Effective Reduction of Network Traffic Cost in Map Reduce for Very Large Scale Data Applications

K. Reddamma *  D. Jagadeesan **  T. Vivekanandan ***
* Research Scholar, Department of Computer Science and Engineering, Sreenivasa Institute of Technology and Management Studies, A.P., India.
** Professor, Department of Computer Science and Engineering, Sreenivasa Institute of Technology and Management Studies, A.P., India.
*** Associate Professor, Department of Computer Science and Engineering, Sreenivasa Institute of Technology and Management Studies, A.P., India.

Abstract

The MapReduce programming model provides an exciting opportunity to process massive volumes of heterogeneous data using map and reduce tasks in parallel. In the recent time, a number of efforts has been made to improve the performance of the job’s execution. The performance of the job’s execution can be improved further by considering the network traffic. In this paper, an optimistic distributed algorithm is proposed to deal with the significant optimization problem for handling large size data. The optimistic distributed algorithm is more efficient than the distributed algorithm. Finally, simulation results show that the proposal can significantly reduce network traffic cost.

Keywords :

Introduction

In the recent time, the amount of data being generated is rapidly evolving from terabytes to many petabytes. The traditional data processing tools available, fail to handle the large data size. The tools are evolving to overcome the inadequacies existing and provides a solution to manage and process massive volumes of heterogeneous data. The current technologies support to manage large data storage, processing, analyzing, effective decision making, etc. When the size of the data increases the network traffic will also increase as well.

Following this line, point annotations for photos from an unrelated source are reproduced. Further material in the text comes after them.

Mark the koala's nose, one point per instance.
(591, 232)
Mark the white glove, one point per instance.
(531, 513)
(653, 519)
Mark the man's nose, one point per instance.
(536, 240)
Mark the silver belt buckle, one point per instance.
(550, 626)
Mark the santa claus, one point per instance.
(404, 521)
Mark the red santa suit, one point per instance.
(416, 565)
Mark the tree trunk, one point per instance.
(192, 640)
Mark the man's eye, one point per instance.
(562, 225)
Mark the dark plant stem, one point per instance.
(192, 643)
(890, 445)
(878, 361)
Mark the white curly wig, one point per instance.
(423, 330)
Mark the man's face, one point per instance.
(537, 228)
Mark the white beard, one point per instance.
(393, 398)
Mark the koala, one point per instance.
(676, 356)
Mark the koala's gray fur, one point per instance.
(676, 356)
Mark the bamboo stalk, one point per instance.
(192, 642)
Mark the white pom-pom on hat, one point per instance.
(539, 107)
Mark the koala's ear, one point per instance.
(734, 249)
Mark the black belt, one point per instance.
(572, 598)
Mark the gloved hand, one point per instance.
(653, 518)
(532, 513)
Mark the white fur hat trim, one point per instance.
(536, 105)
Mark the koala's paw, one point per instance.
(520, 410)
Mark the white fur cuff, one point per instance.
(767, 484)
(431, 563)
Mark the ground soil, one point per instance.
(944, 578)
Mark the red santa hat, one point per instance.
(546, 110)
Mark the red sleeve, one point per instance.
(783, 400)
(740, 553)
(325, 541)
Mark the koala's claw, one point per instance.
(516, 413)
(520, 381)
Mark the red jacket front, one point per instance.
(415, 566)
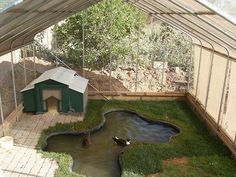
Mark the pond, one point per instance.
(100, 159)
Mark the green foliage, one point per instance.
(167, 44)
(64, 161)
(109, 20)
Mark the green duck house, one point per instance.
(61, 87)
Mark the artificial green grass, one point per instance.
(207, 156)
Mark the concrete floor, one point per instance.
(23, 160)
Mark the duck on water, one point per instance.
(121, 142)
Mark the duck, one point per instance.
(121, 142)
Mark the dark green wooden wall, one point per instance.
(76, 101)
(29, 101)
(33, 99)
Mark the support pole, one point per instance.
(83, 47)
(224, 88)
(199, 68)
(162, 75)
(111, 45)
(209, 77)
(190, 68)
(235, 139)
(14, 86)
(2, 116)
(24, 56)
(34, 61)
(137, 59)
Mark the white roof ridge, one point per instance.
(61, 75)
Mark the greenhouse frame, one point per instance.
(213, 34)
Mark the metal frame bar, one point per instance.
(111, 44)
(13, 82)
(209, 77)
(202, 19)
(24, 56)
(44, 22)
(137, 59)
(83, 31)
(199, 68)
(182, 23)
(189, 68)
(2, 116)
(223, 89)
(41, 17)
(34, 61)
(204, 5)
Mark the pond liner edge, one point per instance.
(101, 124)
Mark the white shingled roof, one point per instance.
(61, 75)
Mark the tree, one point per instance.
(105, 25)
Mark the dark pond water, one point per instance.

The High Performance Computing (HPC) and Grid computing [1], [2] have been adopted for large scale data processing. The idea implemented in HPC is to work with the cluster of machines and access a shared distributed file system. This is especially used for highly computational intensive jobs. The issue in the above computing approach is network bandwidth.

If the network traffic develops largely, network bandwidth is restricted, and hence computing nodes in the high performance cluster become idle. The HDFS (Hadoop Distributed File System) is a distributed file system constructed to run on commodity hardware. It has many features similar to other distributed computing. HDFS is designed to provide more fault-tolerance and to deploy on low-cost hardware. It is also designed to process and manage massive volumes of heterogeneous data. The Hadoop can store, analyze and process large volumes of data. Also, Hadoop has capacity of large system, faulttolerance, scalability, and availability.

MapReduce [3] is a software framework used to write applications that process large amounts of data in parallel on clusters of commodity hardware.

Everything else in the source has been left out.